In little more than six months the IMO global sulphur cap swings into operation. Even now there is still a great deal of discussion about scrubbers, their effectiveness and the availability of the new fuels. With less than six months to go there is still uncertainty among some in the maritime community as to the preferred options in order to be compliant with the new cap.
Recently BIMCO and INTERTANKO published a joint Q&A report examining the contractual implications of the cap in relation to scrubbers. This is of particular relevance and importance for ship owners and charterers when chartering ships fitted with scrubbers. The majority of those affected by the new regulations have ship plans in place although for some, even at this late stage, there are still ship owners deliberating on scrubbers.
For the past 30 years, Aderco has been supplying fuel treatments to the maritime sector and we understand the needs of ship owners, ship managers and operators. As we approach the summer of 2019 we have been reiterating our advice to our customers that the flushing and cleaning of tanks prior to bunkering new fuel is the most imperative of the tasks needed to be addressed.
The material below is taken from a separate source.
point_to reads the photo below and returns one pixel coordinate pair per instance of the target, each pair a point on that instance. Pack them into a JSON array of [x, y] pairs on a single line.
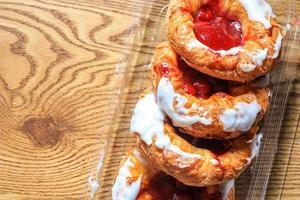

This is a vital task to avoid non-compliance, with flushing and cleaning of tanks using fuel treatment requiring around six months of fuel treatment use. This is the simplest and most effective way to begin compliance and without the expensive alternative of installing a scrubber.
The introduction of the new fuels will come with an understandable variable quality depending on the bunkering location and supplied fuel components. There will also be concerns over corrosion, sludge and other contaminants that could have a detrimental effect on many maritime diesel engines. Whether the solution chosen is scrubbers or low-sulphur fuel, these issues will remain. The use of an accredited fuel treatment will remove these contaminants and control the sludge that can often lead to clogged filters and engine breakdowns. At this stage of the journey towards 2020 and with the clock ticking, the question is not whether ship owners have scrubbers but do they have viable alternatives in order to be compliant.